To run the family, Kalika took job with an FM radio channel in Kolkata in 2007. He quit the job in 2010, as this was affecting his music. Subsequently, he dedicated himself completely for Dohar, not only ending up earning the legendary status as a proponent of Bengali folk music in recent times, but also got some commercial success.
He bought a flat at Santoshpur and lived there with wife and five-year-old daughter Ashabhari until today morning. Around 07 this morning, he went out in a hired Innova car to perform with his team at a college in Birbhum’s Suri.
Around 08.50 am, the speeding car hit the railing of Durgapur Expressway at Gurap in Hooghly and then onto a culvert. The car was then flung into the air several feet below into a ditch and got almost twisted. Apart from Kalika, his team members Rajib Das, Sudipto Chakraborty (Kalika’s nephew), Niladri Roy, Sandipan Pal, and Arnab Rout (driver) were in the car.
Residents of the area rescued them and with the help of cops from Gurap police station, rushed them to the Burdwan Medical College and Hospital. Kalika was declared brought dead; others are still under treatment in a critical condition.

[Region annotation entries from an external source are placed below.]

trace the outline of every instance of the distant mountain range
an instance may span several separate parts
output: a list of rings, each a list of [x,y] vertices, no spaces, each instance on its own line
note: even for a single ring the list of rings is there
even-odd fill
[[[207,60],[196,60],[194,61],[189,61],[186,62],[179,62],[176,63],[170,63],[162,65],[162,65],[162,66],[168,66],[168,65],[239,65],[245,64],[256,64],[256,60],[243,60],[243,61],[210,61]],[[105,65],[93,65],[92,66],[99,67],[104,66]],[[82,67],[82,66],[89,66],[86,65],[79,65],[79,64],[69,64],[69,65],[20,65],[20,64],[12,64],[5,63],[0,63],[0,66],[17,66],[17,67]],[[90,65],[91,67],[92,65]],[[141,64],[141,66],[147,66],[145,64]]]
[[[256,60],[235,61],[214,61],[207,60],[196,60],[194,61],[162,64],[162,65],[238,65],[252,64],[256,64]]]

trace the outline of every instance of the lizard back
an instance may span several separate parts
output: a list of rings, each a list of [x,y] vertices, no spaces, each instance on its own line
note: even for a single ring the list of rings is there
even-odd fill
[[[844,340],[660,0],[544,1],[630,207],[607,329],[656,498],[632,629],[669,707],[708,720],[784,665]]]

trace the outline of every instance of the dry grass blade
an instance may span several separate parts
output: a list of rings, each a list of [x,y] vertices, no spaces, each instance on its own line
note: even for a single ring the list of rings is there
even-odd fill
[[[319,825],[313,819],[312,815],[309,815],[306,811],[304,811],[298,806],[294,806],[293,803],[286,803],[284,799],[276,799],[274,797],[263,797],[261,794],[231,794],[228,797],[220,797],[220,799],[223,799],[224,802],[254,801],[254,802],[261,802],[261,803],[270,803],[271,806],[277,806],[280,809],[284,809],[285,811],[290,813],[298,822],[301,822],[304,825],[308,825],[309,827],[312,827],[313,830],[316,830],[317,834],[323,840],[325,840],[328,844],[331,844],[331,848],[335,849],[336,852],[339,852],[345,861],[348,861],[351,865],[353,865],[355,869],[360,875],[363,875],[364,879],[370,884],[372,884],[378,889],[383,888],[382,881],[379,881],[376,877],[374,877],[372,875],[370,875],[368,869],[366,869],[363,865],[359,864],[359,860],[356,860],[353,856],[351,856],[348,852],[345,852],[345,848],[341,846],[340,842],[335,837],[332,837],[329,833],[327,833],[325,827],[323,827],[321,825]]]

Kalika’s demise has brought down a pall of gloom in Bengal. Chief Minister Mamata Banerjee paid her last tribute at Nabanna while the singer’s mortal remains were transported to Kolkata from Burdwan around 04 pm.
The mortal remains were then kept at Rabindra Sadan, where who’s who of Bengal’s music fraternity offered their tribute. From there, the body was taken to Keoratola Crematorium in the city and cremated with full state honours this evening.
Kalika’s younger sister Indrani Bhattacharya flew down from Silchar to attend the cremation far away from his place of birth ~ a land that has given blood for Bengali language time and again.